Merging Metadata Always Lowers Quality

I just found Stefano Mazzocchi’s Blog via Dare Obasanjo. It looks like Stefano doesn’t blog very frequently, but what he does write is well worth reading. His latest, entitled “On the quality of Metadata” makes the assertion that

merging two (or more) datasets with high quality metadata results in a new dataset with much lower quality metadata.

He goes on

The "measure" of this quality is just subjective and perceptual, but it's a constant thing: everytime we showed this to people that cared about the data more than the software we were writing, they could not understand why we were so excited about such a system, where clearly the data was so much poorer than what they were expecting.

Hmmm. Then he gives an example, which is probably best summarised from Dares’ blog as

being able to say that two items are semantically identical (i.e. an artist field in dataset A is the same as the 'band name' field in dataset B) doesn't mean you won't have to do some syntactic mapping as well (i.e. alter artist names of the form "ArtistName, The" to "The ArtistName") if you want an accurate mapping.

and the latter is often just hard.

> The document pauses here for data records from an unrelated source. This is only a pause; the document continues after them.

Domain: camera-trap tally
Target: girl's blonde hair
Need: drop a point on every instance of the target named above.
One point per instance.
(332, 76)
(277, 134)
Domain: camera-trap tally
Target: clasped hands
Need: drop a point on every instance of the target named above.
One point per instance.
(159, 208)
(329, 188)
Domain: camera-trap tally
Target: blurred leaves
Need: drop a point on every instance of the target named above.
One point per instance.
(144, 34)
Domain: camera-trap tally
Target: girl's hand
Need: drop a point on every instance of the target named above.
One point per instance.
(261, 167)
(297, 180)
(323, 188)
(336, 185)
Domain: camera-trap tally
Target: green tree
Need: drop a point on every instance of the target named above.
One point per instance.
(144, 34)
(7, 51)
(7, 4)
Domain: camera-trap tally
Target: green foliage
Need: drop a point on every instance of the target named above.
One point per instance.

Stefano goes on to say to do this

you need to further link your metadata references "The Beatles" or "Beatles, The" to a common, hopefully globally unique identifier.

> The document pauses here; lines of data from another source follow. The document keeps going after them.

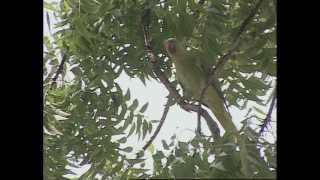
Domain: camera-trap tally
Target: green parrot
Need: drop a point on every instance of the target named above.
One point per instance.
(192, 73)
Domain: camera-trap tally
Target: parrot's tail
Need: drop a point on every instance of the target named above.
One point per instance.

before you can reliably do this, and to do this, you’re essentially appealing to higher order metadata construct (the one that maps these artists onto a global uri). In fact, Stefano covers some of this in an earlier post:

The problem is rather simple, really: words are not unique identifiers for concepts. Everybody knows this very well: synonyms exist in every language. So, all you need to start is to create unique identifiers for your tags, but if you don't do it well enough, it doesn't scale globally.

Well, that’s the same as saying that as much as possible, you want to exploit controlled vocabularies within your semantic tags … which is why we put so much effort into it.

(Actually, as an aside, the older post has a really interesting idea about how to avoid using common denominator controlled vocabularies and still end up with agreed definitions starting from different tags. He says he’s implemented something based on it … one day I think I should chase that up).